Ale też bardzo bym nie chciała, żeby traktowano mnie jak jajko. Nie chodzi o to, żeby chodzić wokół mnie i uważać, żeby przypadkiem mnie nie urazić. Na pewno dobrze by było, gdyby księża, ale też świeccy w parafii nie lekceważyli tego, co się stało. Żeby nie powtarzali, że nie warto o tym mówić, że to niepotrzebne nakręcanie skandali, że to jest atak na Kościół. To nikomu nie pomaga – pomaga najwyżej tym księżom poradzić sobie z tym problemem. Ale nie chciałabym tworzyć listy tego, czego nie mówić. Wolałabym powiedzieć ludziom, żeby się nas nie bali. Żeby rozmawiali z nami normalnie. Żeby nie bali się zapytać. Spodziewam się, że jest wielu księży, którzy znają jakiegoś skrzywdzonego. Jeśli nie unikają tematu, to skrzywdzeni sami zaczną się ujawniać. Warto wtedy ich pytać. Czy jak to powiem, to będzie OK? Jak to moje mówienie w tobie grało? Tego się jeszcze w ogóle nie robi. Z nami się raczej nie rozmawia. Rozmawia się już trochę o nas, a nas nie wiadomo jak ruszyć. Najlepiej patykiem i z daleka, bo nie wiadomo, jak toto zareaguje. A my jesteśmy normalnymi ludźmi, którzy są w stanie wypowiedzieć się na dany temat. Jesteśmy zdolni do relacji, do informacji zwrotnej, do wspierania. Rozmawianie i pytanie uczy wrażliwości. Im więcej ludzi będzie wokół, im bardziej będą różnorodni, tym wrażliwość będzie większa.
To jest bardzo wrażliwa kwestia, ale chcę o to zapytać. Spowiedź. Próbowałaś tam szukać pomocy. Księdza obowiązuje tajemnica spowiedzi. Można Ci było jakoś pomóc, kiedy byłaś wykorzystywana? Na co księża powinni być wrażliwi? I co potrzebowałaś wtedy usłyszeć?
– Kiedy działa mi się krzywda, próbowałam o tym powiedzieć. Ale jako nastolatka nie miałam słów, nie znałam słów, którymi mogłabym wyrazić to, co się dzieje. Ich nie było w moim słowniku. Tym bardziej potrzebowałam dorosłego, który to nazwie.
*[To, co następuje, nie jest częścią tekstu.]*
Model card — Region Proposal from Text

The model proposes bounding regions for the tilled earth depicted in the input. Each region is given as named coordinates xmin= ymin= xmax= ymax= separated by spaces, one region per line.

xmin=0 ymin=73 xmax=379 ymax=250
Potrzebowałam usłyszeć pytanie wprost, w którym byłoby nazwane po imieniu to, co nieudolnie próbowałam powiedzieć.
Tak naprawdę najlepsze pytanie usłyszałam na spowiedzi kilka lat temu. Nie pamiętam, z czego to wynikało, chyba przesadziłam z niechęcią do biskupów. Pamiętam za to księdza, który odwrócił się, popatrzył na mnie i zapytał: „Czy jakiś ksiądz zrobił ci krzywdę?”. Jakie to było ważne! I jak ja właśnie tego pytania potrzebowałam jako nastolatka! Prostego pytania: czy jakiś ksiądz robi ci krzywdę. Czy jakiś ksiądz przekracza twoje granice. Czy robi coś, czego nie chcesz.
Owszem, jeden ksiądz powiedział mi, że może warto zmienić wspólnotę. Ale ja absolutnie nie byłam w stanie tego zrobić, to była jedyna wspólnota w moim mieście. Odejść z niej oznaczało zostać z niczym. Tak: potrzebowałam, żeby ktoś mnie wprost zapytał, czy dzieje mi się krzywda, czy potrzebuję pomocy i czy chciałabym porozmawiać o tym poza spowiedzią. I żeby ktoś dorosły poza spowiedzią ponazywał rzeczy. I żeby nie zostawił mnie z tym samej, ale żeby powiedział: OK, dobrze, w takim razie działamy. I żeby przeszedł przez to razem ze mną.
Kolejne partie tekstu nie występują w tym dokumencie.